También arguye el defensor que no se investigó lo favorable a su representado, pero se queda en esa manifestación, que no enmarca en una causal de casación ni le da desarrollo alguno, dejando de indicar cuáles fueron las pruebas que se quedaron sin acopiar, entre las que habrían beneficiado su causa, ni que incidencia habrían tenido en el fallo, al punto de llevar a una determinación distinta.
Como la Corte no puede suplir las deficiencias ni corregir los errores e imprecisiones de la demanda, se impone su rechazo de conformidad con lo dispuesto en los artículos 225 y 226 del Código de Procedimiento Penal, lo cual conduce a declarar desierta la impugnación, mediante providencia que adquiere ejecutoria en la fecha en que es suscrita (art. 197 ib.) y no admite recurso alguno.
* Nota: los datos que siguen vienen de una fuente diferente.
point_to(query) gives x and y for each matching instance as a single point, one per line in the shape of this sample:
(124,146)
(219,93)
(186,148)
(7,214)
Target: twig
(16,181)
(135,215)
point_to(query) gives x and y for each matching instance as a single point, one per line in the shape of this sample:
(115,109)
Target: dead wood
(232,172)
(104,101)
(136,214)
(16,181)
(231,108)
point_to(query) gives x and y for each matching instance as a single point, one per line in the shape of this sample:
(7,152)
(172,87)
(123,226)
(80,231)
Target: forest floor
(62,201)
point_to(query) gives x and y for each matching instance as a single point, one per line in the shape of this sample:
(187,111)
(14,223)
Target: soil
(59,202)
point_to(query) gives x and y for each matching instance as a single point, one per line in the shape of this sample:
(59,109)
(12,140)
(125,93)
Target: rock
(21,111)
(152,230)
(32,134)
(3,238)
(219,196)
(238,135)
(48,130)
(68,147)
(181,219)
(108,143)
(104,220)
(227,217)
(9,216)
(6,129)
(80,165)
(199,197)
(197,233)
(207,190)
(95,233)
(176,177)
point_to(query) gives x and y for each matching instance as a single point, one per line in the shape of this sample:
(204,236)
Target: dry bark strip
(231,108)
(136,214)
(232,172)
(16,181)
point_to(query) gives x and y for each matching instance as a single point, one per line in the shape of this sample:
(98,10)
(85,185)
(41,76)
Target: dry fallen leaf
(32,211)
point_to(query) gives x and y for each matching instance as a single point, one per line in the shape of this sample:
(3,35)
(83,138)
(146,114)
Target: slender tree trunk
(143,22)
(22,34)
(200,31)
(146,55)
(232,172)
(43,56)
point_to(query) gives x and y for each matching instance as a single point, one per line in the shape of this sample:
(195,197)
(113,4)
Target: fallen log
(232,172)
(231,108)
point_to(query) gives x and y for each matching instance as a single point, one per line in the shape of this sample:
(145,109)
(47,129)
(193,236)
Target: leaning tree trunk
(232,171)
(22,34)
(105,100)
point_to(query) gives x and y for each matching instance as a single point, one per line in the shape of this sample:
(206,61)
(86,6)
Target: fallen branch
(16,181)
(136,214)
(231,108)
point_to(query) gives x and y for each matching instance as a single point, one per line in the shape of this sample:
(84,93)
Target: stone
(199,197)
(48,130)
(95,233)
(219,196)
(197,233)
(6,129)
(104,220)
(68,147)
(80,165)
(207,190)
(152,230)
En mérito de lo expuesto, la Corte Suprema de Justicia, Sala de Casación Penal,
RESUELVE:
RECHAZAR IN LIMINE la demanda presentada en defensa del procesado y, en consecuencia, declarar desierta la casación interpuesta.
Por Secretaría, expídanse las copias indicadas en la parte motiva de esta providencia, con el destino allí señalado.
Contra esta providencia no procede recurso alguno.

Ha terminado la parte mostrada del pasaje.